Granulomatous myocarditis can lead to ventricular dysfunction and ventricular arrhythmias causing significant morbidity and mortality. Immunosuppressive therapy (IST) has been shown to reverse active myocarditis and preserve left ventricular (LV) function and in some cases improve LV function. In addition, IST can suppress arrhythmias that develop due to active myocarditis and prevent the formation of scar. Cardiac MRI (cMRI) and cardiac PET scans are currently used as complementary diagnostic tests for cardiac sarcoidosis, although with some limitations. Cardiac MRI with gadolinium has a sensitivity of 76-100% and specificity of 78-92% for the diagnosis of cardiac sarcoidosis, but its use is limited in patients with implantable cardiac devices. The presence of delayed enhancement on gadolinium-enhanced MRI is suggestive of scar tissue formation. 18FDG PET uses radioactive glucose to detect areas of active inflammation. The use of 18FDG PET as a marker of active granulomatous myocarditis should be interpreted carefully as several studies have shown the limitations of such protocols that force the myocardium to generate energy using free fatty acid metabolism exclusively. In addition, studies have also shown that the presumed pathological patterns, focal and focal on diffuse uptake, are also seen in healthy controls and patients with ischemic congestive heart failure who have undergone 18-FDG-PET12 and that a blood glucose level of >7.5mmol/L (>137mg/dl) at the time of the study results in absent or minimal myocardial FDG activity.
The potential role of cardiac biomarkers, including brain natriuretic peptide (BNP), atrial natriuretic peptide (ANP), and cardiac troponins, in detecting active myocarditis is limited and studies have been disappointing. At present, there are no biomarkers to detect active myocarditis and the use of advanced imaging modalities (FDG-PET) for assessing and monitoring active myocarditis is not feasible or practical and is associate with high radiation exposure. As such, a biomarker that is reflective of active myocarditis and that is cardiac specific will assist physicians in assessing the presence of active myocarditis to guide therapeutic decisions and to assess response to therapy which can limit further cardiac damage.

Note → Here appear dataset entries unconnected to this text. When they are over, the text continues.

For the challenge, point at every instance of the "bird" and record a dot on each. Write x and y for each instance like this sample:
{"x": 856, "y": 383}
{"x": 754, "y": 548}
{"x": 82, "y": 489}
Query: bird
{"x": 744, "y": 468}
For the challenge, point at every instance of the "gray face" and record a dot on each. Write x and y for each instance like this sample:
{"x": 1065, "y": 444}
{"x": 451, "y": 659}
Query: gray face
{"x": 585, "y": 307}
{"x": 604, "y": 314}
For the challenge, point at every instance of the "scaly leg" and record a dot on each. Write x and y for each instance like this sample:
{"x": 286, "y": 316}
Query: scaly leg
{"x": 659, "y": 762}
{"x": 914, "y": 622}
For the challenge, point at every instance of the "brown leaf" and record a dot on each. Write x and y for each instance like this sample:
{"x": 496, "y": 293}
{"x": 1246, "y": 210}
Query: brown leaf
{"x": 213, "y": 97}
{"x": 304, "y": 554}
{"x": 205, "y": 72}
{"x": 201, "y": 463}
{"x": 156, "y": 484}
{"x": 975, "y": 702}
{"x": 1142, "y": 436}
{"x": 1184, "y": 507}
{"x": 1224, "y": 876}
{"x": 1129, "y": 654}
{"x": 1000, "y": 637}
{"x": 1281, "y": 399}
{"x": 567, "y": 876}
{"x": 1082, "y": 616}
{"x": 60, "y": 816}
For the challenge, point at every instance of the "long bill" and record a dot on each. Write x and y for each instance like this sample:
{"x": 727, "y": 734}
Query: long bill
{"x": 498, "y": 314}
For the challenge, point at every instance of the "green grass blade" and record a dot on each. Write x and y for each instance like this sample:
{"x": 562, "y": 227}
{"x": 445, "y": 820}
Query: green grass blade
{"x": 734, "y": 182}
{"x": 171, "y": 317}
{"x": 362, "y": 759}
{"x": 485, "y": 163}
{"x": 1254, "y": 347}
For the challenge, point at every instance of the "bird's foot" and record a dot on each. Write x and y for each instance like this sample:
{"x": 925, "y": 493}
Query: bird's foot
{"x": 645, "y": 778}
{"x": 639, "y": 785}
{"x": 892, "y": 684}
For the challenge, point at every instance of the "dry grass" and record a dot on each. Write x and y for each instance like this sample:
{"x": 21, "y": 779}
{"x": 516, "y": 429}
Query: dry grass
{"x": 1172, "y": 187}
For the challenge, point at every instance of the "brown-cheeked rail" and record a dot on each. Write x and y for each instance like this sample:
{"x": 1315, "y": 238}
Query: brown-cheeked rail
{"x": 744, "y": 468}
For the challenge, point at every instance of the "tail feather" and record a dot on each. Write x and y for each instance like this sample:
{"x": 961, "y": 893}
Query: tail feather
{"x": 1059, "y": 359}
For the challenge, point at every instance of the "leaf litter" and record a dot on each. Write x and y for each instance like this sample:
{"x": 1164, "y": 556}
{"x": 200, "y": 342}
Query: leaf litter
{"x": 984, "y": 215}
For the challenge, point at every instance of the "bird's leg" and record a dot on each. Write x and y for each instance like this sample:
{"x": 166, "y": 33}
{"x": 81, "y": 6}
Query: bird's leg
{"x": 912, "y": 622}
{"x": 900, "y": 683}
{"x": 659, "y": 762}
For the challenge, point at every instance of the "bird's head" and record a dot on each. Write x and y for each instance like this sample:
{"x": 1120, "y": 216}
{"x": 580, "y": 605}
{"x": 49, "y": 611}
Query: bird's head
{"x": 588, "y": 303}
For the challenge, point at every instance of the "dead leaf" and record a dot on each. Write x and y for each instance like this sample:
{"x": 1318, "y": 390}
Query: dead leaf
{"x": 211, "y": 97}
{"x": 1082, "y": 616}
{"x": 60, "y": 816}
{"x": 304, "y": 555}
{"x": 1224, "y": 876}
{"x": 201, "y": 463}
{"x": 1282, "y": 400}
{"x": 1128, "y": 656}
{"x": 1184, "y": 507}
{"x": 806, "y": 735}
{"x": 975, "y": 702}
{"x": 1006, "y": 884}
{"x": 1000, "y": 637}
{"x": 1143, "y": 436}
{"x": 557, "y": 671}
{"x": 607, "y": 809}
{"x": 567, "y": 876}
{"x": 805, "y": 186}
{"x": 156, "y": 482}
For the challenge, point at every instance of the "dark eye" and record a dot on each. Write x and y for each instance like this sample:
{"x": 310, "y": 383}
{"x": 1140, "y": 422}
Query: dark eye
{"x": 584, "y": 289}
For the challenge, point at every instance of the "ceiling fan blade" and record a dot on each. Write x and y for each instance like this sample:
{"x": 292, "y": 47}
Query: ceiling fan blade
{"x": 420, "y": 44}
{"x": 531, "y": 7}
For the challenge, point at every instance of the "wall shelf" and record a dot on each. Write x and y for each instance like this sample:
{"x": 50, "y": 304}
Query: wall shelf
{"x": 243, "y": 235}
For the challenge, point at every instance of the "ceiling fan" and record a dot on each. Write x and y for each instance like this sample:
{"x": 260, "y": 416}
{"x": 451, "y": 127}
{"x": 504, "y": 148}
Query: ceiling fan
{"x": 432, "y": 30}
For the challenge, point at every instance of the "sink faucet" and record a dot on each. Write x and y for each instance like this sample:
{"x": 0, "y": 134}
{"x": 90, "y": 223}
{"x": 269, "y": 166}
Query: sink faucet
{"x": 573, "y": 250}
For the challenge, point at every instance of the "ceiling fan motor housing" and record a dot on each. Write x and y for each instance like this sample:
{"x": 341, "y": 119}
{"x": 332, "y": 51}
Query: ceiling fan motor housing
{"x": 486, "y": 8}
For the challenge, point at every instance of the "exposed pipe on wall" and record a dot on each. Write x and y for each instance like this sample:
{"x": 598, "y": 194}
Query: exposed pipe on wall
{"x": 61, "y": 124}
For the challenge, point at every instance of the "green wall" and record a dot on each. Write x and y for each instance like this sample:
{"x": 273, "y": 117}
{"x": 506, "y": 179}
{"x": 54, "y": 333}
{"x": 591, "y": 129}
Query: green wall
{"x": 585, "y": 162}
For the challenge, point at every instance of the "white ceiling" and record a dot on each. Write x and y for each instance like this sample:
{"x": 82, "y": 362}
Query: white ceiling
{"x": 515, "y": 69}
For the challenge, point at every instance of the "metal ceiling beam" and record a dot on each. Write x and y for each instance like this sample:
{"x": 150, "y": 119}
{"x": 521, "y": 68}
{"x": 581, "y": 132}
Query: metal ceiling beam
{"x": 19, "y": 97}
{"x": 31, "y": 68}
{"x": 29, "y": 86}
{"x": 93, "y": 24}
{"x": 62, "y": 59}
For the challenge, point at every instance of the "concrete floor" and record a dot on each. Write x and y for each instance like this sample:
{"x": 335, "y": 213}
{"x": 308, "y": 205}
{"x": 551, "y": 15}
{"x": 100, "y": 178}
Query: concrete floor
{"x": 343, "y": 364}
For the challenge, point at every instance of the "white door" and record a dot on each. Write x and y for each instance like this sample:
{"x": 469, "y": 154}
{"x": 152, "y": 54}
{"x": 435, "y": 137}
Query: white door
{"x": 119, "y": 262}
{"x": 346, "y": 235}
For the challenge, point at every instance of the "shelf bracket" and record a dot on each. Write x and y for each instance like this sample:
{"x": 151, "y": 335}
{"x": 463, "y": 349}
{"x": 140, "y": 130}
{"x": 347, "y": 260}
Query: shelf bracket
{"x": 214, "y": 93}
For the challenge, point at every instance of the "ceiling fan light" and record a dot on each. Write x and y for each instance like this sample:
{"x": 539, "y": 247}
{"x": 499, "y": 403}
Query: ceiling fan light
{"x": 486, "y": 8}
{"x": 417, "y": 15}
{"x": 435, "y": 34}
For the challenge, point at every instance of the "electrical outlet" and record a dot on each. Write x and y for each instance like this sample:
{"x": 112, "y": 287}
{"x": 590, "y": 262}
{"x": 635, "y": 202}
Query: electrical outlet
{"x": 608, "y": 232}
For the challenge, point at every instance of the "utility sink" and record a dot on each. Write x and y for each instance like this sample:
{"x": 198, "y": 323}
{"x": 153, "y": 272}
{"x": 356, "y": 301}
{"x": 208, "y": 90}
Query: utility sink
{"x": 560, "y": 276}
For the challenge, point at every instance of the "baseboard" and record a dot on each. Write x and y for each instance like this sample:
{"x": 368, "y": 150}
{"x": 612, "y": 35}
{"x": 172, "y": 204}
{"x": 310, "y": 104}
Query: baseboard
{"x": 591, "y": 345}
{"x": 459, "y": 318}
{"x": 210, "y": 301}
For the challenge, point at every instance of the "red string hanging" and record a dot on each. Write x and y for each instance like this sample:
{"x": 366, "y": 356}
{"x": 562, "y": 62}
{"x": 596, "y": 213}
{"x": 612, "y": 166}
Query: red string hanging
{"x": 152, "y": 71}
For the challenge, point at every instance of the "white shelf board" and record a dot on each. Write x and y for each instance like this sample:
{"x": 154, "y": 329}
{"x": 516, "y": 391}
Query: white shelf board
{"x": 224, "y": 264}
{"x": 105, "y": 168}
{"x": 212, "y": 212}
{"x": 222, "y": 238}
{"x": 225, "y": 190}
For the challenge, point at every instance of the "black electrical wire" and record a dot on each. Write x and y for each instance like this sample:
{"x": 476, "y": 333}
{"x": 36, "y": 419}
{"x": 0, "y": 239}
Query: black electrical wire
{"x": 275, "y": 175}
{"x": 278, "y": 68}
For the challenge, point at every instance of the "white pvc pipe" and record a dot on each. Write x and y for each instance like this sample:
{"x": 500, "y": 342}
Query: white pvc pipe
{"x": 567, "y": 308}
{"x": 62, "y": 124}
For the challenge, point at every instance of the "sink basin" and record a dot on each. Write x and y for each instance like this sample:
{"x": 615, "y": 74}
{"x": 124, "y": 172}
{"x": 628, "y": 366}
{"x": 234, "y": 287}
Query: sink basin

Cell free DNA (cfDNA) are fragments of genomic DNA that are released into the circulation from dying or damaged cells. It is a powerful diagnostic tool in cancer, transplant rejection and fetal medicine especially when the genomic source differs from the host. A novel technique that relies on tissue unique CpG methylation patterns can identify the tissue source of cell free DNA in an individual reflecting potential tissue injury. A recent paper utilized this technique to identify cardiac specific cfDNA in the bloodstream of patients with acute myocardial injury and sepsis reflecting cardiomyocyte injury/death. We will be conducting a pilot study to explore the utility of this diagnostic tool to identify granulomatous myocarditis in patients with sarcoidosis.